Everything in the public sector takes time

Although Catharina mainly had good experience of her contact with various support bodies on behalf of Louise, she is well aware that it can sometimes try your patience.

“The challenge of having a child with a disability is getting what you want. Because you want the best for your child. You have to accept that everything takes time because many different people work with your child and they can’t all work at the same time. It was not unusual for me to know more than the professionals I was in contact with, for instance the assistance case officers.”

Independent and satisfied

Since 2008, Louise has lived in sheltered accommodation in Kvarnbergsplan. Catharina finds that her contact with the staff there is relaxed and easy.

“I believe it’s important to have a good relationship with those involved with Louise. So that they respect me, and when I call and ask for something, I get help.”

Catharina’s approach is to let go and not get too involved, either in what the staff do or how Louise chooses to live her life.

“For example, it is not the end of the world if no one has cleaned and there is a little dust in the corners. That’s up to Louise herself.”

When Catharina talks about her daughter, she paints a picture of a very strong-willed, independent individual who also enjoys good quality of life.

“Yes, I think that she is satisfied with her life. She has friends who she invites home. She likes music, going to the cinema and sitting at home in her flat writing. She knows the alphabet, but can’t yet put the letters together to form proper words. Despite that, she likes to write stories. Sometimes she gets help from the staff in the daily activities to write down what she wants to say.”

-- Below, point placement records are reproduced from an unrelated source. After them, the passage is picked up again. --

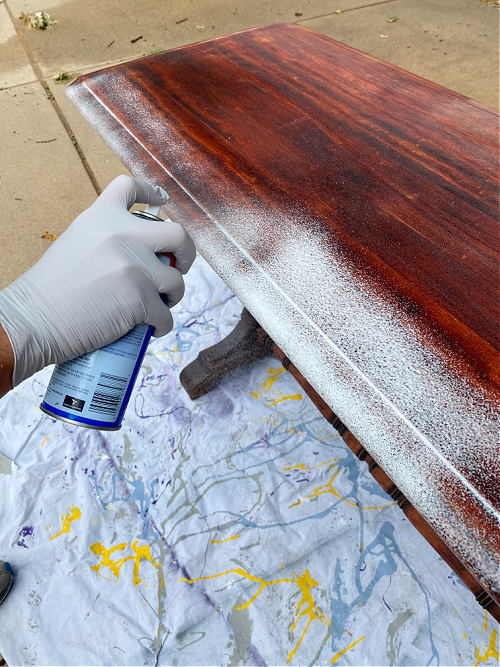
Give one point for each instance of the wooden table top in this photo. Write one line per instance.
(353, 209)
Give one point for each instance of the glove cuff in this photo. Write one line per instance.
(34, 348)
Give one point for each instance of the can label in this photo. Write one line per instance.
(94, 389)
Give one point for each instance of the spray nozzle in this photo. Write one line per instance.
(154, 210)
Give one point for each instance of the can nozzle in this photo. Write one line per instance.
(154, 210)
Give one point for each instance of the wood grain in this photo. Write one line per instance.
(353, 208)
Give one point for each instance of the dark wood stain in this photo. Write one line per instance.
(303, 132)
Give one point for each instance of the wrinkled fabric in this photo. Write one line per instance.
(237, 529)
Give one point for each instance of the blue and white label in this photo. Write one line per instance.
(94, 389)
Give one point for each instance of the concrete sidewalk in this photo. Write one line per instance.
(52, 163)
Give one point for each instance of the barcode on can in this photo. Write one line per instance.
(108, 395)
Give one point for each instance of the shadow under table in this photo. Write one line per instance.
(353, 208)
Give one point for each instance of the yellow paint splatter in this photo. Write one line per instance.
(292, 397)
(328, 488)
(302, 466)
(234, 537)
(140, 553)
(116, 565)
(336, 657)
(73, 515)
(304, 581)
(491, 651)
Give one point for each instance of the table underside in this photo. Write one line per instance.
(353, 209)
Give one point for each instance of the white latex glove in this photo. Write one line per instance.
(97, 281)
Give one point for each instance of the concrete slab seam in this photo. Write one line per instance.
(344, 11)
(53, 101)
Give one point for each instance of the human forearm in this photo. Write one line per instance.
(6, 363)
(94, 284)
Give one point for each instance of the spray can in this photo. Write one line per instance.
(93, 390)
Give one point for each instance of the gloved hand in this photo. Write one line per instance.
(97, 281)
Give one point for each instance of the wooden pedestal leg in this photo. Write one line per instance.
(240, 348)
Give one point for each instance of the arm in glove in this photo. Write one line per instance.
(97, 281)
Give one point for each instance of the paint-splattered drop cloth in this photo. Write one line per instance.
(236, 529)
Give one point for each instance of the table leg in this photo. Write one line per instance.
(240, 348)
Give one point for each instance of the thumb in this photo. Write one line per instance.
(159, 316)
(126, 191)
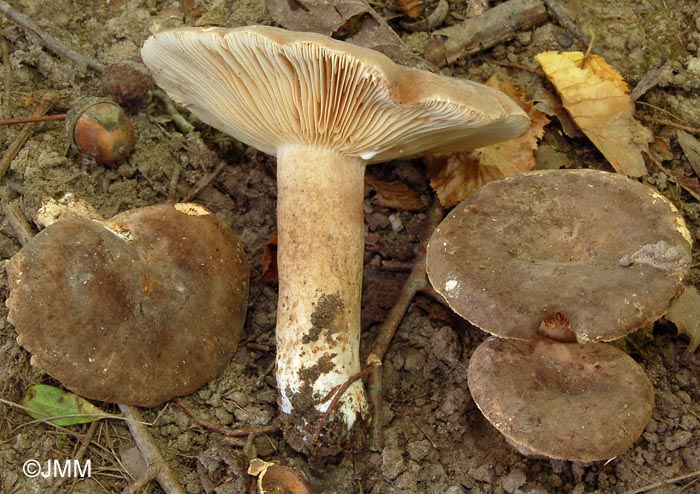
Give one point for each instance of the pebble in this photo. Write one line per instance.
(393, 463)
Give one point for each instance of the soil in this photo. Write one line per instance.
(436, 439)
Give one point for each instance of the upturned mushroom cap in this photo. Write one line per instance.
(269, 87)
(591, 253)
(136, 309)
(561, 400)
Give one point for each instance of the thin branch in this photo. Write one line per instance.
(256, 431)
(417, 282)
(48, 40)
(662, 483)
(150, 451)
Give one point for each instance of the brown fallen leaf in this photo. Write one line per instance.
(595, 95)
(548, 103)
(453, 177)
(368, 28)
(269, 261)
(394, 194)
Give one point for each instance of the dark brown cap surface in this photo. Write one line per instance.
(136, 309)
(596, 251)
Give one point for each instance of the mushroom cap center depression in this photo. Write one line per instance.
(269, 87)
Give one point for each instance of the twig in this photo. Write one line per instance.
(84, 444)
(204, 182)
(7, 79)
(432, 21)
(489, 29)
(664, 121)
(180, 122)
(337, 393)
(48, 40)
(662, 483)
(18, 221)
(45, 118)
(44, 105)
(217, 428)
(174, 180)
(518, 66)
(150, 452)
(417, 282)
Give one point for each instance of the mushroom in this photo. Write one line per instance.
(561, 400)
(325, 109)
(591, 254)
(136, 309)
(552, 260)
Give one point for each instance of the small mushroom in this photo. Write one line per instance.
(100, 129)
(137, 309)
(685, 314)
(326, 109)
(561, 400)
(587, 254)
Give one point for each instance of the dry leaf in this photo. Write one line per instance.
(550, 105)
(691, 149)
(595, 96)
(660, 149)
(453, 177)
(685, 314)
(394, 194)
(269, 261)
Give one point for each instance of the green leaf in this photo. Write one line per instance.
(59, 407)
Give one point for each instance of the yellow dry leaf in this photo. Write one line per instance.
(453, 177)
(595, 96)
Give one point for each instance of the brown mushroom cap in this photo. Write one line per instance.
(593, 250)
(136, 309)
(561, 400)
(269, 87)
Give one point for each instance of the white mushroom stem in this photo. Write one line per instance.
(320, 227)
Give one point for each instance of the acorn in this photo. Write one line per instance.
(99, 128)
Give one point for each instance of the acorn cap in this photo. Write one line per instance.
(136, 309)
(561, 400)
(591, 254)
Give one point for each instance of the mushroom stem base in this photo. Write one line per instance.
(320, 226)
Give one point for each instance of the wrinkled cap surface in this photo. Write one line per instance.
(593, 251)
(136, 309)
(269, 87)
(561, 400)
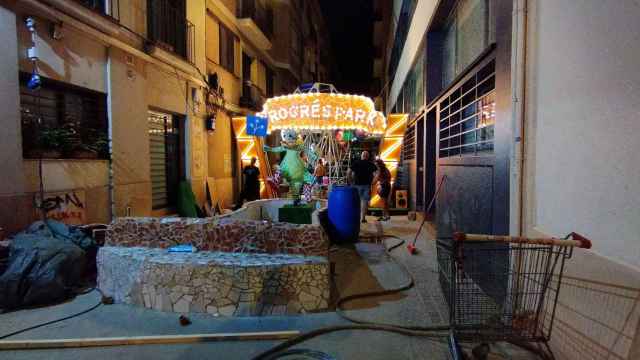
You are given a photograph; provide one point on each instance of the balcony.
(169, 29)
(255, 21)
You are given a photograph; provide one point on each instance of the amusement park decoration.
(292, 168)
(256, 125)
(315, 110)
(327, 121)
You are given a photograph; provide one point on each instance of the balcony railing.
(168, 28)
(259, 12)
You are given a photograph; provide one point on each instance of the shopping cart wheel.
(454, 349)
(481, 352)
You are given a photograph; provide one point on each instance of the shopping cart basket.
(497, 287)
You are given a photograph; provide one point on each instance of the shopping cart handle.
(575, 239)
(585, 243)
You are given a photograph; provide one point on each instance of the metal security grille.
(165, 159)
(409, 143)
(467, 116)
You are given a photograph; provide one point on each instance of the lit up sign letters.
(323, 111)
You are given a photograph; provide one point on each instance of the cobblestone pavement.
(364, 267)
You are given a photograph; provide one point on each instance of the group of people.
(363, 173)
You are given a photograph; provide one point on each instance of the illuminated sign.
(323, 111)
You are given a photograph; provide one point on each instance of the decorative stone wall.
(213, 234)
(239, 284)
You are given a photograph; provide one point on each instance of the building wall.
(582, 173)
(16, 205)
(134, 82)
(425, 10)
(129, 135)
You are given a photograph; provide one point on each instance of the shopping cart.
(498, 287)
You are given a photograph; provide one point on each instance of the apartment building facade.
(529, 109)
(137, 96)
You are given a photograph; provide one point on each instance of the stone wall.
(214, 282)
(213, 234)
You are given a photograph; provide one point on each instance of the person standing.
(383, 188)
(251, 173)
(319, 172)
(361, 175)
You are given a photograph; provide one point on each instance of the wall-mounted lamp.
(35, 81)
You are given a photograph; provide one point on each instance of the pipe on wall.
(186, 71)
(518, 85)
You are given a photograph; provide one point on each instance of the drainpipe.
(518, 85)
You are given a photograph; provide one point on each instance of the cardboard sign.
(68, 207)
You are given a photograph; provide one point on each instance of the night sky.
(350, 24)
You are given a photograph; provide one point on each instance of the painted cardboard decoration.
(292, 168)
(257, 125)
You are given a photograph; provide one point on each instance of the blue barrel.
(344, 214)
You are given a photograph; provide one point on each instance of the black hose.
(341, 301)
(273, 353)
(363, 325)
(306, 353)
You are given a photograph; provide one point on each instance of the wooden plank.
(143, 340)
(213, 194)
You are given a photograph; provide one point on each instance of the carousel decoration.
(315, 123)
(327, 121)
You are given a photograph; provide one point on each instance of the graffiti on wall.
(68, 207)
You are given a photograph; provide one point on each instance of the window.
(106, 7)
(467, 115)
(166, 150)
(407, 9)
(469, 30)
(270, 80)
(62, 121)
(168, 28)
(413, 88)
(409, 143)
(227, 49)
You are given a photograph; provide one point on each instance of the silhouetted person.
(361, 172)
(383, 178)
(251, 189)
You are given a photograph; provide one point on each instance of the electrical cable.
(306, 353)
(341, 301)
(102, 300)
(364, 325)
(273, 353)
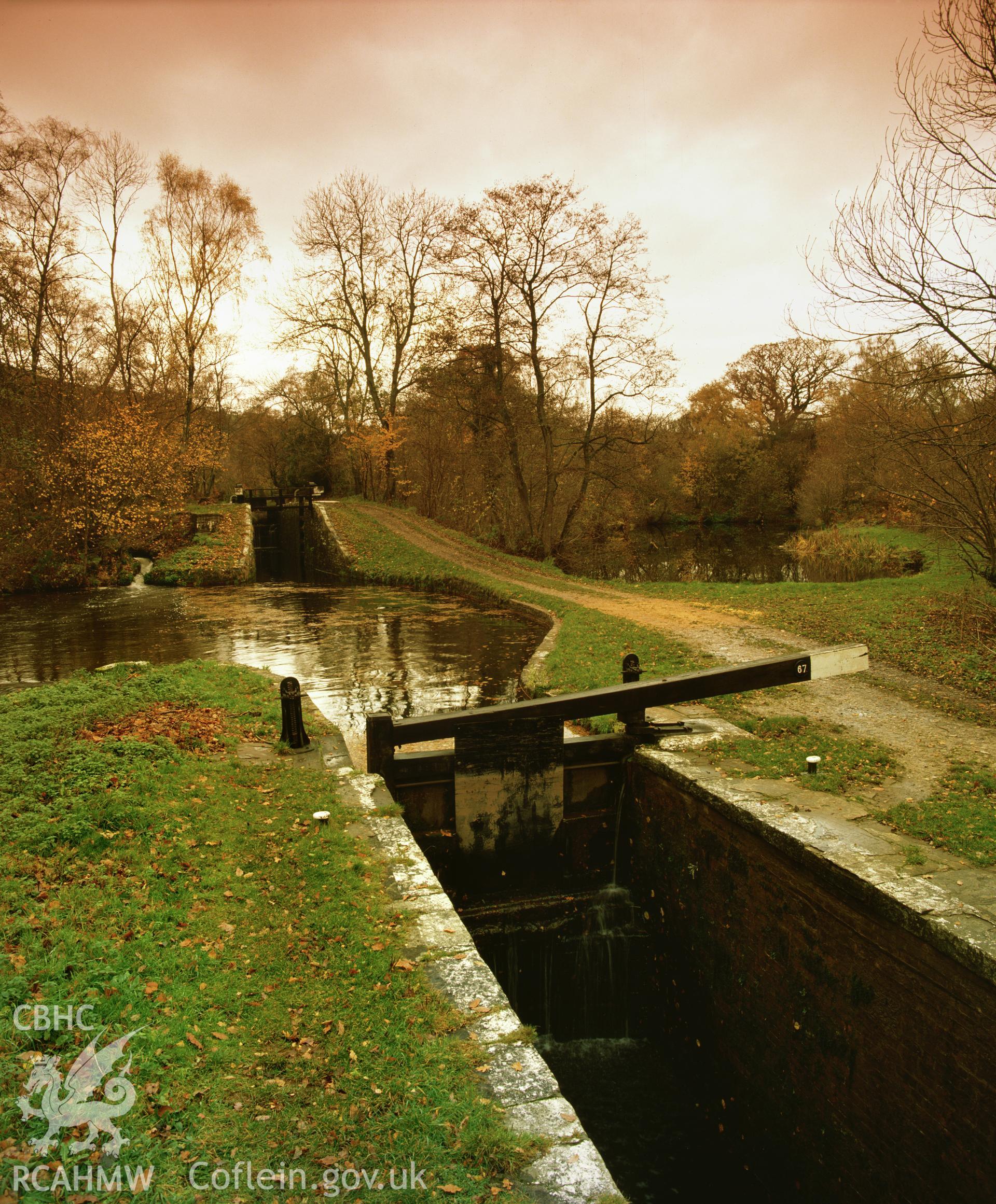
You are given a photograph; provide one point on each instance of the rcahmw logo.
(68, 1103)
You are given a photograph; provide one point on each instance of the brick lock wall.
(848, 1055)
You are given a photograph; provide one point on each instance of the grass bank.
(920, 623)
(187, 898)
(589, 648)
(780, 745)
(223, 556)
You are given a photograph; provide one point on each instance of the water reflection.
(356, 648)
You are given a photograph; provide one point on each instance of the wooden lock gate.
(514, 783)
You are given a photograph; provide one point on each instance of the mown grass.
(908, 623)
(960, 817)
(590, 646)
(211, 558)
(186, 894)
(782, 743)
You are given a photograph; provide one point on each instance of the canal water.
(356, 648)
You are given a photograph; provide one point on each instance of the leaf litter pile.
(187, 725)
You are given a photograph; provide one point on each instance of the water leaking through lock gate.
(581, 963)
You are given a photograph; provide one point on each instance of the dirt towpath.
(924, 738)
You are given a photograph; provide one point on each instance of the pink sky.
(727, 125)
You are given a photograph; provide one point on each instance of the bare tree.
(201, 237)
(368, 297)
(777, 384)
(623, 359)
(39, 169)
(481, 262)
(549, 237)
(915, 252)
(110, 185)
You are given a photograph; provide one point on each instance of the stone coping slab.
(512, 1072)
(854, 860)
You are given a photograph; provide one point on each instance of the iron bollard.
(631, 672)
(293, 731)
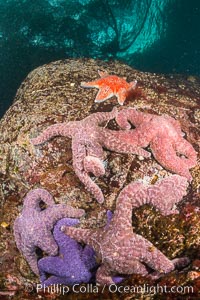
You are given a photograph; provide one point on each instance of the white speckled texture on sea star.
(88, 140)
(120, 250)
(33, 226)
(163, 135)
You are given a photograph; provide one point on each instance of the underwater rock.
(52, 94)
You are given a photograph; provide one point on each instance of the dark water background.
(151, 35)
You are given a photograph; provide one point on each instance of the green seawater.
(151, 35)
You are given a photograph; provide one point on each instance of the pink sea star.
(120, 250)
(33, 227)
(164, 136)
(88, 140)
(109, 86)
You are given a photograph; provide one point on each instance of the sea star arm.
(103, 275)
(79, 153)
(47, 243)
(133, 116)
(116, 141)
(88, 257)
(29, 253)
(165, 154)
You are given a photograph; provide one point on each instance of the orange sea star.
(109, 86)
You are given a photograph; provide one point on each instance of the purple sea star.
(33, 227)
(164, 136)
(109, 86)
(88, 140)
(73, 263)
(120, 250)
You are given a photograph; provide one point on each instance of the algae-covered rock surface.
(52, 94)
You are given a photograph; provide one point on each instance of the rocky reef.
(52, 94)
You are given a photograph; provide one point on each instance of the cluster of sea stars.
(119, 250)
(73, 263)
(88, 141)
(32, 228)
(162, 133)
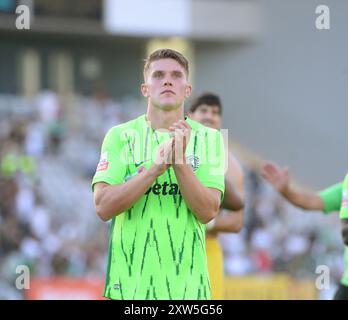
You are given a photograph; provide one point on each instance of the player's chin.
(169, 105)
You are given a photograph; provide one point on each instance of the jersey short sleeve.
(331, 198)
(211, 170)
(112, 166)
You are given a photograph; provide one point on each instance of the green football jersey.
(344, 205)
(333, 202)
(344, 215)
(157, 247)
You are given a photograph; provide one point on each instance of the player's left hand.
(182, 133)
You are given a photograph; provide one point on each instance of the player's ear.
(188, 90)
(144, 90)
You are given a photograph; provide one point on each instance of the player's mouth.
(168, 92)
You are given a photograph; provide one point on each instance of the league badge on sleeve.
(103, 162)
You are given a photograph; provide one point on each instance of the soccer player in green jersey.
(160, 179)
(331, 199)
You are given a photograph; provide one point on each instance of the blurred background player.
(207, 110)
(331, 199)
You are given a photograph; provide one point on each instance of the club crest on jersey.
(103, 162)
(193, 161)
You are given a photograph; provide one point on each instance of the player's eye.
(158, 75)
(177, 75)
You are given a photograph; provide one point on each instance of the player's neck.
(160, 119)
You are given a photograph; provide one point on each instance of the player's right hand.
(164, 157)
(279, 178)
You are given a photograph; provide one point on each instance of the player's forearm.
(303, 199)
(198, 198)
(232, 199)
(231, 222)
(115, 199)
(345, 231)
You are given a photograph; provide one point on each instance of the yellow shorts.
(215, 267)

What has Louise contributed to your life?  

“Greater tolerance and acceptance. Through her, I have met so many people I would not have met otherwise, several of them with disabilities, of course. I have become extremely clear and straightforward in how I express myself because that is essential with her. I would say that this straightforwardness has helped me in my work. Another great thing about Louise is that she couldn’t care less what skin colour a person has. She sees and likes only the person. I think more people should see the world like that.”

Let go

Finally, she has one piece of advice for other parents of adult disabled children:

“Let go! Let your adult child develop and be themselves. You don’t need to hold their hand when they are 20. Let your child move out. It’ll save you a lot of worry!”